GW: Have you heard of Cadillac Zack and his southern California concerts? Not really a question, but Cadillac Zack helps keep blues music alive in Southern California. He produces four gigs a week in small venues. Jimmy Vivino shows up regularly with a whole host of special guests. John Mayall played just last month. Joe Bonamassa played a few weeks ago with Jimmy. Many of the players with whom you have recorded have performed.
Leland: I have heard of Cadillac Zack but have never yet been involved in any of the gigs. It would be a ball. And it is essential to keep the blues alive. I spent a number of years working with George "Harmonica" Smith, Big Mama Thornton, Jimmy Reed, Albert Collins, Magic Sam, and others. I Did BB King's 80th birthday album.
GW: Is there anyone left in the pop music world that you haven't collaborated with that is on your bucket list?

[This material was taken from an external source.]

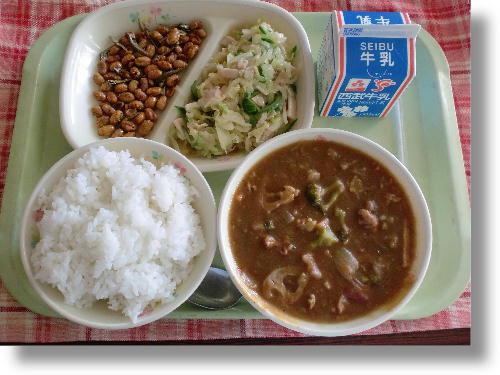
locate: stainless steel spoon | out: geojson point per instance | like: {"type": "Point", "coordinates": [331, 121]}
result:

Leland: There are many who I love and would be thrilled to play with, but I am not greedy. So, we'll see what the future holds. They are my secret.
GW: Can you tell us about your podcasts/YouTube channel?
Leland: I spoke of it earlier, but it started by accident. We had finished Phil Collins Not Dead Yet tour, and I heard from a few bassists that they saw the show. Still, I could not hear all the detail of the bass parts since we were playing stadiums and huge arenas, so I got a board mix of one of our shows, put it in my laptop, plugged in a Bose speaker, and had a small bass rig next to me and played a song a day from the show recording it on my iPhone11 and mixed it, so the bass was a bit louder than the track. I did a song every day, and by the 3rd day, people were writing to me saying how much they loved my YouTube channel. I had no idea what they were talking about. I did not realize that by doing what I was doing, I created a channel. Well, I finished Phil's show and then thought WHAT NOW???? Well, I started going through my catalog and have been presenting songs I played on every day. There are about 165,000 people on my channel, I formed a clubhouse that people can join, and I do a 2-21/2 hour live stream twice a month and one on one day on Skype or Facetime. It has been such a fun time during a most challenging time.
GW: So, are you planning any tours with "The Section" or other live music acts?
Leland: The Section no longer exists, but The Immediate Family will be touring in November and next year. I have several other things going on, and I can't wait to, as Willie Nelson says, BE ON THE ROAD AGAIN.
The Immediate Family will be appearing at the historic Lobero Theatre in Santa Barbara on November 6th.